Poi mi tolsi i pantaloni.
Maria fece un verso di ammirata sorpresa.
"Oh caro!" Esclamò, nel mentre mi afferrava il membro eretto con la mano.
Ricomiciammo a baciarci; lei prese a masturbarmi.
Mi distaccai un attimo, le tolsi la gonna e la ammirai in tutta la su bellezza: portava delle mutandine nere di pizzo, si era leggermente coperta il seno per la vergogna, ma questo le dava ancora più sensualità. È vero, non era più fresca, la tonicità dei vent'anni era un lontano ricordo, ma le sue rughe, le sue forme un po' abbondanti completavano un quadro che in quel momento mi parve perfetto.
La feci stendere sul letto e le sfilai le mutandine; tremava dall'eccitazione.
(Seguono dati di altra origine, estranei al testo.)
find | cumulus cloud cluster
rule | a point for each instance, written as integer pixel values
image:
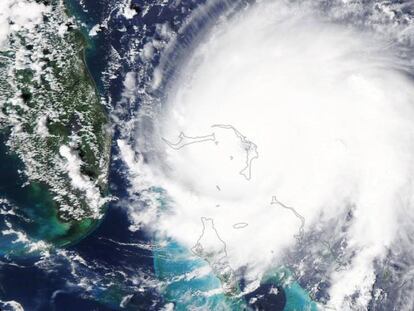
(331, 113)
(18, 14)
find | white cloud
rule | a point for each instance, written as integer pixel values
(332, 119)
(18, 14)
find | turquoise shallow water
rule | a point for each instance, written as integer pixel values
(30, 210)
(177, 268)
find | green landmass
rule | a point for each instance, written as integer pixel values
(48, 101)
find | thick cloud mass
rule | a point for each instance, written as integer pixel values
(332, 118)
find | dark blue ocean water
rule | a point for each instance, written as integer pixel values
(115, 265)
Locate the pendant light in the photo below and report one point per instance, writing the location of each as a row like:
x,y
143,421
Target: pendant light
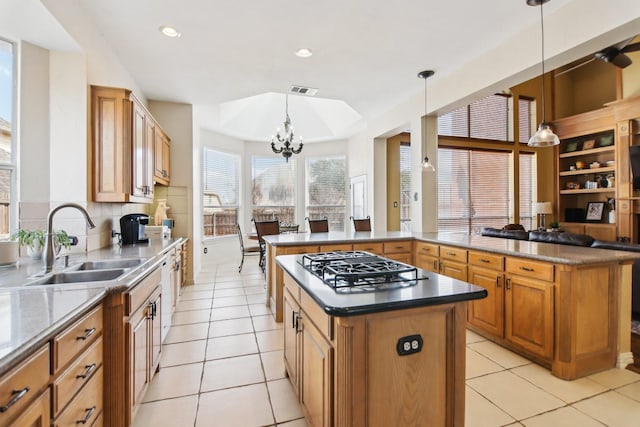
x,y
544,137
427,166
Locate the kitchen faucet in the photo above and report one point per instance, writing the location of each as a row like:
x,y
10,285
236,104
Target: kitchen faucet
x,y
48,237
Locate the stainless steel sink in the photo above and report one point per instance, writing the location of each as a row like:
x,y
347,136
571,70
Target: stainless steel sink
x,y
103,264
80,276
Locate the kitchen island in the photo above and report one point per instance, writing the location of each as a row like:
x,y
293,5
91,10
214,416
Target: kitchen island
x,y
567,308
380,356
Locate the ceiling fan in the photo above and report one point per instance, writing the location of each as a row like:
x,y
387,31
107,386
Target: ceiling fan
x,y
615,55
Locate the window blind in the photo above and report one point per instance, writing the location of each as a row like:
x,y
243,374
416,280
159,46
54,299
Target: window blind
x,y
273,188
327,190
473,189
220,195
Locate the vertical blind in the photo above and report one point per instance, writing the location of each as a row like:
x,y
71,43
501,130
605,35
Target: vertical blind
x,y
473,189
221,183
327,190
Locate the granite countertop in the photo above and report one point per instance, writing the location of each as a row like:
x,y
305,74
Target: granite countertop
x,y
433,289
549,252
32,314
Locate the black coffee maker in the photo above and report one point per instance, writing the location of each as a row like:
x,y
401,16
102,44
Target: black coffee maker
x,y
132,228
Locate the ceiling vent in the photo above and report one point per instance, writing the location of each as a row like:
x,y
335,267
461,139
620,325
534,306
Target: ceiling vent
x,y
301,90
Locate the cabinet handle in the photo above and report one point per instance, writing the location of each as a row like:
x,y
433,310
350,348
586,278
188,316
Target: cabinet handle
x,y
87,334
87,372
89,414
17,395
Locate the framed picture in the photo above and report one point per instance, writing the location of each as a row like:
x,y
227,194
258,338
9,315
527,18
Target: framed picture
x,y
595,211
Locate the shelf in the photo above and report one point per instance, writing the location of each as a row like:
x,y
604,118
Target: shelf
x,y
588,171
588,191
598,150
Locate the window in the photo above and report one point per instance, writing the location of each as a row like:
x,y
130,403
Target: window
x,y
326,190
473,189
405,187
273,189
7,138
221,194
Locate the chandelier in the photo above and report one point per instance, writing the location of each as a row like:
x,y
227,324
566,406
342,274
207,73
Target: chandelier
x,y
287,149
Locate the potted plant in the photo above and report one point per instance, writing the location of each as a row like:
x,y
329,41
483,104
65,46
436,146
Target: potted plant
x,y
33,240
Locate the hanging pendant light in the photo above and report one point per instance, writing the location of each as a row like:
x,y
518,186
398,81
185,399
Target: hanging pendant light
x,y
427,166
544,137
287,149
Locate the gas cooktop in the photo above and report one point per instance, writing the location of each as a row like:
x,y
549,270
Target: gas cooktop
x,y
358,271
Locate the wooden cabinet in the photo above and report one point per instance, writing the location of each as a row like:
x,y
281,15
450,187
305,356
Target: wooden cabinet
x,y
308,354
21,390
161,157
144,336
77,368
124,136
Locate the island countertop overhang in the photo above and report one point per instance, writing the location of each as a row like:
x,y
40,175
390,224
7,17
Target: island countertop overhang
x,y
432,289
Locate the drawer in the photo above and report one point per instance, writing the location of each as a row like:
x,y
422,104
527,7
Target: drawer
x,y
486,260
28,379
454,254
290,250
140,292
76,338
342,247
396,247
78,374
374,248
528,268
292,287
428,249
314,312
87,405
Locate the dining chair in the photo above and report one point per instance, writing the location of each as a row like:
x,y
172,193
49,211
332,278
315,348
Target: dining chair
x,y
318,225
363,224
246,249
265,228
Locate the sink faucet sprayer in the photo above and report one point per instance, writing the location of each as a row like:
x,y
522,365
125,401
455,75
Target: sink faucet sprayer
x,y
48,237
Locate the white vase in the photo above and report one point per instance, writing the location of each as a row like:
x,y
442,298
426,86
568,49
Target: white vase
x,y
35,251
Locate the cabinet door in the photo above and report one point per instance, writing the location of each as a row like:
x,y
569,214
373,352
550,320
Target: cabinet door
x,y
316,370
139,148
37,414
488,313
139,355
529,309
291,314
453,269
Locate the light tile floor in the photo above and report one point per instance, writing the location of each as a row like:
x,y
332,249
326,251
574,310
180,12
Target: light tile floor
x,y
221,365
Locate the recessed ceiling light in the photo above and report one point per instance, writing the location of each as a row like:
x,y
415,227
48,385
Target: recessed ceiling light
x,y
169,31
304,52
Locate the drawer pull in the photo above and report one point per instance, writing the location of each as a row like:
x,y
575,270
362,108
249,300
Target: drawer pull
x,y
87,334
17,395
89,370
89,414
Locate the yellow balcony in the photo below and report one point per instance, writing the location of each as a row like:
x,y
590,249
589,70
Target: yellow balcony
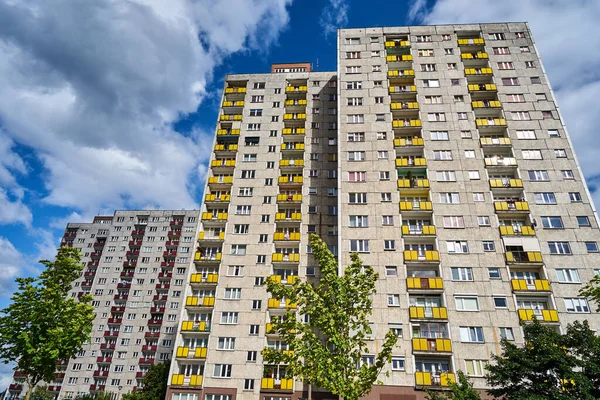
x,y
231,117
399,57
541,315
406,123
291,163
524,257
285,217
480,55
280,257
213,198
512,183
282,384
478,71
539,285
287,117
511,206
294,198
511,231
429,256
402,89
300,102
200,301
295,131
397,43
502,141
490,122
293,236
482,87
235,90
415,206
416,312
410,142
406,183
437,345
424,283
411,162
473,41
199,278
296,89
402,73
294,146
177,379
486,104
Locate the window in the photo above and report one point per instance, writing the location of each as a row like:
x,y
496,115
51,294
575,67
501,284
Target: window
x,y
552,222
507,333
439,135
559,247
560,153
222,371
431,83
358,221
577,305
475,367
462,274
445,155
575,197
471,334
526,135
538,175
466,303
453,222
457,247
567,275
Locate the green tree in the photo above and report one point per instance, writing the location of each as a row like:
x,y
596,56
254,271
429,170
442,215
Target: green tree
x,y
461,390
154,384
328,349
548,366
591,291
42,325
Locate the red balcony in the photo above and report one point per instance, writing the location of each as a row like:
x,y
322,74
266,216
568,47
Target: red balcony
x,y
15,387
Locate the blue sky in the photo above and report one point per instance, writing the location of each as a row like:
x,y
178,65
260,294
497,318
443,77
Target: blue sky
x,y
107,105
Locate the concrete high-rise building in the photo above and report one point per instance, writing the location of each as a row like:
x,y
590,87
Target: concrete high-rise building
x,y
436,152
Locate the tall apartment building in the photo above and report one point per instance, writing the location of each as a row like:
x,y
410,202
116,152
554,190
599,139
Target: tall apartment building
x,y
436,152
136,268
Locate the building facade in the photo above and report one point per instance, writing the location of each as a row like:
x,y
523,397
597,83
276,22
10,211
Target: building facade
x,y
436,152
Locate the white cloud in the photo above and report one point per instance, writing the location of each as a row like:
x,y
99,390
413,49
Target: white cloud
x,y
334,16
94,86
565,35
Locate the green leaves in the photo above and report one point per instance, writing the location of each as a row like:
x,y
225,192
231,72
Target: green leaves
x,y
42,325
328,349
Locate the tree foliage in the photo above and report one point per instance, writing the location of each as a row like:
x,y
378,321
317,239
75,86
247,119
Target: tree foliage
x,y
461,390
42,325
329,347
154,384
549,365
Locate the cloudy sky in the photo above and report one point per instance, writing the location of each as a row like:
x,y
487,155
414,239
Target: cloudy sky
x,y
109,104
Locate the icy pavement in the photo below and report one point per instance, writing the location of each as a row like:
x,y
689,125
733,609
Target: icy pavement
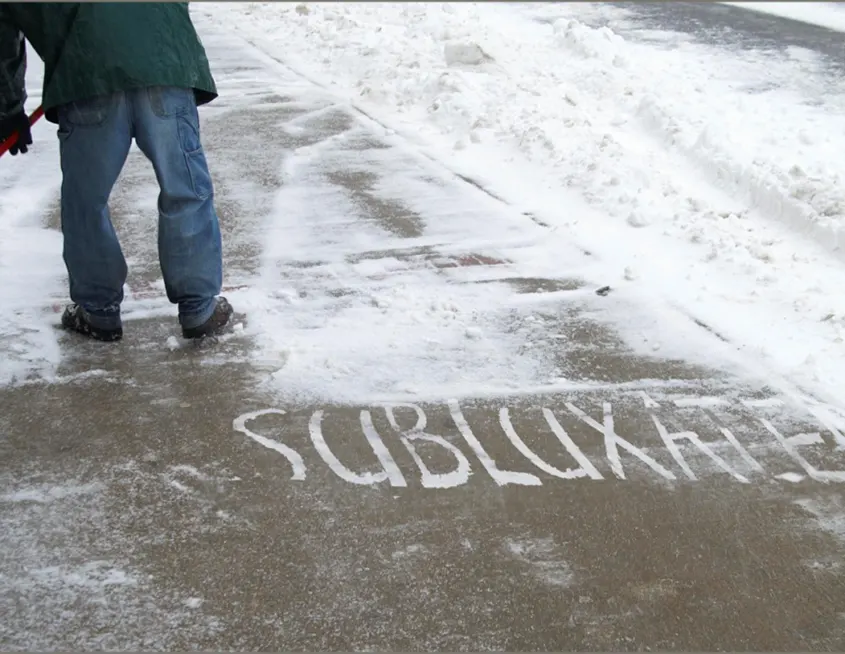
x,y
661,154
443,424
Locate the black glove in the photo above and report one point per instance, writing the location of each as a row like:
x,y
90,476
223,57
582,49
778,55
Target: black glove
x,y
19,123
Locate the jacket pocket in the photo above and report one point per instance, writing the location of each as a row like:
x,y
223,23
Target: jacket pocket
x,y
91,112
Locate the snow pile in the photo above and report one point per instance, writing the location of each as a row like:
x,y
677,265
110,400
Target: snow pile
x,y
694,185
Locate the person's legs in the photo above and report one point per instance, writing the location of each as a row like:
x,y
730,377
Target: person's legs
x,y
94,140
167,131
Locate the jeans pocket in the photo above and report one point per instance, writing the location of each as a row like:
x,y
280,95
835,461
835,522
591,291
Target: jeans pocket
x,y
91,112
200,176
169,101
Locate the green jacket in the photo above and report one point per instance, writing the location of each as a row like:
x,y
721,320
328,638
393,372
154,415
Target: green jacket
x,y
92,49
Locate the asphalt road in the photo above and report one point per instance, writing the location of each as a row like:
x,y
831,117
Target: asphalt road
x,y
159,497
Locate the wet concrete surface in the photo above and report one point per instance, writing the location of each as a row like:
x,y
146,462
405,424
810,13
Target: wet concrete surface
x,y
163,497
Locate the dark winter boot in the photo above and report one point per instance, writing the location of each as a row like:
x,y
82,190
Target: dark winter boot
x,y
215,324
74,319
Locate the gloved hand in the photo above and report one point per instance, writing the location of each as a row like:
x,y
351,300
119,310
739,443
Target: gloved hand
x,y
19,123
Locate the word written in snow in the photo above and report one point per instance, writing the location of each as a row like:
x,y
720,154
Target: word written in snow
x,y
584,468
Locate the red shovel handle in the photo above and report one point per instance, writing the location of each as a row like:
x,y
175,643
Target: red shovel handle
x,y
9,142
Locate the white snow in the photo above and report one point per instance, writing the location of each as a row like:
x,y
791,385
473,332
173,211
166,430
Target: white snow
x,y
705,177
31,268
705,180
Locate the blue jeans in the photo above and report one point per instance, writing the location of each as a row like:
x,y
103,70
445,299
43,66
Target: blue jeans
x,y
94,137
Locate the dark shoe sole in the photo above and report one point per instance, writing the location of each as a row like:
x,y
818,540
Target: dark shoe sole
x,y
73,319
215,325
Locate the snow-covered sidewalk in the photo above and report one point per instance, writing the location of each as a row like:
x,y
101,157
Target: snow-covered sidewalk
x,y
709,177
Le baciai l'interno coscia, mi afferrò la testa e la portò in mezzo alle gambe.
Mi diedi da fare con la sua passera, leccandola per bene... Maria emetteva intensi gridolini di piacere. Poi con la bocca salii, piano piano; prima le baciai il pube, poi il ventre, poi il seno, il collo e infine la bocca, che mi stava aspettando con ansia.
Ora i nostri due organi erano quasi in posizione, sentivo che lei mi voleva dentro di sé.
Con molta delicatezza la penetrai; lei trattenne il fiato.
"Oh Fabri, ti prego scopami!" Mi chiese.
Non esitai.
Dopo qualche minuto dovetti fermarmi, volevo durasse un po' di più, ma ero al colmo dell'eccitazione.
"Mi devo fermare un attimo" le dissi e mi sdraiai al suo fianco.
Lei si girò verso di me e mi afferrò il cazzo.
"Non ti piaccio?" Mi chiese.
"Al contrario" le risposi: "mi piaci troppo".
Sorrise, iniziò ad accarezzarmi l'uccello; mi rilassai per godere il momento.
Poi, con mio stupore, chinò la testa e cominciò a succhiarmelo.
Era veramente fantastico. Non potevo resistere oltre.
"Vieni sopra di me" le dissi.
Maria si mise a cavalcioni e iniziò a cavalcarmi; dapprima lentamente poi più selvaggiamente.
Venne.
La feci sdraiare di fianco a me e la scopai in modo animale, con il solo desiderio di possederla, di svuotarmi le palle.
Venni a mia volta.
Ci sdraiammo uno vicino all'altra, storditi dal momento, stupiti per quello che avevamo fatto, ma soddisfatti per aver completato la partita!